Yeah, like that would narrow things down. ;)

Well, the CDs arrived today. Squee! Or rasta-squee!

So instead of working on the WIP, I popped the first disc into the player and started jammin' through the tracks. What I didn't realize is that with every song I listened to, the memory of the one I was trying to find grew fainter and fainter, like a soft dreadlocked echo over the waters of my mind.

The kitten was not impressed. Zaphod staged an Exodus from my office, seeking the safe haven of the basement, where the ska-inspiring beats couldn't reach him.

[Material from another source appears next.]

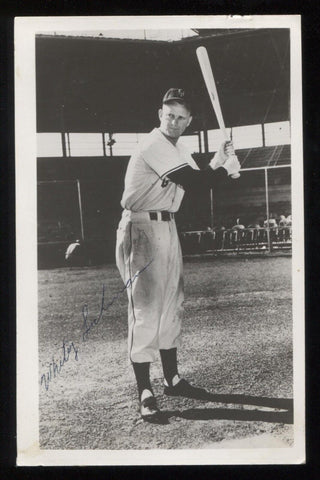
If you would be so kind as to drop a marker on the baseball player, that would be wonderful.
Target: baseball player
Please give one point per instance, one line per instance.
(148, 248)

I'd miss him, but I had a song to find.

And then the wildest thing happened: I found the track!

But it wasn't the same.

The cover band had performed Trenchtown Rock, but at about twice the speed, making it a more workout-worthy tune. Sure, I was delighted to finally know what the heck the song was called, and how the lyrics described how everyone was listening to music and getting happy, but it wasn't fast enough for me to sweat to. Sob!

And I still had 25 songs left to listen to on the CDs, which wasn't a bad thing, as I recognized most of them. Even Zaphod came back, looking more relaxed than before.

Then I found it. It was the perfect move-your-butt-because-you-can't-help-yourself track.

Iron, Lion, Zion. And it was the last track on the second CD!